“Evet, bugün de aynı şey söz konusudur ve “anarşistler oy
kullanmaz” saçmalığını ve dogmatizmini ileri süren arkadaşlar, boykot ya da oy
vermeme tutumlarıyla “AKP diktatörlüğüne evet mi, hayır mı?” sorusuna “ne evet,
ne hayır, bu beni ilgilendirmez” cevabını vermiş oluyorlar. Aynı benim 2010
referandumunda yaptığım gibi. O günümü düşününce bu arkadaşlara kızamıyorum.
Belki aradan 7 yıl geçince onlar da bugün aldıkları tavra pişman olacaklar ama
iş işten geçmiş olacak!”
Geçtiğimiz Aralık ayının ortasından bu yana, otobiyografik
kitaplarımın 6.’sını yazıyorum. 5.’sini (Sığınmacılar, 1990-2000) tam
milenyumda bırakmıştım.
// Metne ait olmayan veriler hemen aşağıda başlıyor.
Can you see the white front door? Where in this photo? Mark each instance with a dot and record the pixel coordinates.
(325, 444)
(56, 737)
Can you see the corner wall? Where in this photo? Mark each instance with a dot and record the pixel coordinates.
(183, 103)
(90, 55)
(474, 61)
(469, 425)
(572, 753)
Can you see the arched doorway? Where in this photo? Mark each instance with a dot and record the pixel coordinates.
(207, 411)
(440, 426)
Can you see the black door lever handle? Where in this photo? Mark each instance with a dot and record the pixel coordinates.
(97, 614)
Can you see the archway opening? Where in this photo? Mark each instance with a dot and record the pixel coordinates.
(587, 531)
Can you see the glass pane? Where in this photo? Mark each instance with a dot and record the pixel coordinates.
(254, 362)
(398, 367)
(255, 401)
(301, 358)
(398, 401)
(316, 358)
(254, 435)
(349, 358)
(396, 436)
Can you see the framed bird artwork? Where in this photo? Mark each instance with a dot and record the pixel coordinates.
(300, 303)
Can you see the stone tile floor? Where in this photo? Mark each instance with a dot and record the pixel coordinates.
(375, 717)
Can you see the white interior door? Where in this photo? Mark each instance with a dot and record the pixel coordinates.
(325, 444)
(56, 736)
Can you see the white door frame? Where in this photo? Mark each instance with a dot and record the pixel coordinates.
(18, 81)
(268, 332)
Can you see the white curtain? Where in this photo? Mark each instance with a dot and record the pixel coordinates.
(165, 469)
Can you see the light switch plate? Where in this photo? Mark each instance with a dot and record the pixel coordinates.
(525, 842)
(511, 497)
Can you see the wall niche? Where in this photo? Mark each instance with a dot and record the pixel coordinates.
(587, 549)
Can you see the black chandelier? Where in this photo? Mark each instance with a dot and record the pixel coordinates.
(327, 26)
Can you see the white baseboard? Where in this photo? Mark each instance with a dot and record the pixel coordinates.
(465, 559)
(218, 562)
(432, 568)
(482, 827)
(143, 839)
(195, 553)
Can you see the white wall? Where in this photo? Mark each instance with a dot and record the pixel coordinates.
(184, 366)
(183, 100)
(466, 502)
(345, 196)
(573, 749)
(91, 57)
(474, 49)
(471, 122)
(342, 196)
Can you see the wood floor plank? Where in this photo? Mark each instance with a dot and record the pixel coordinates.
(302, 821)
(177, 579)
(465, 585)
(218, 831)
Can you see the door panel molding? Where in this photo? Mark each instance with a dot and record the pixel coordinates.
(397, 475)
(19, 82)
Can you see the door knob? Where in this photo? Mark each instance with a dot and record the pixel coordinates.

Son otobiyografik kitabım ise 2000 başında başlıyor ve
– yazım planımda bir değişiklik olmazsa – özgürlükçü güçlerin Gezi’ye
girdikleri 1 Haziran 2013 doruk noktasında bitiyor. Şu anda bilgisayar A4
sayfasıyla 140 sayfa kadar yazarak (kitapta 200 sayfa eder yaklaşık olarak)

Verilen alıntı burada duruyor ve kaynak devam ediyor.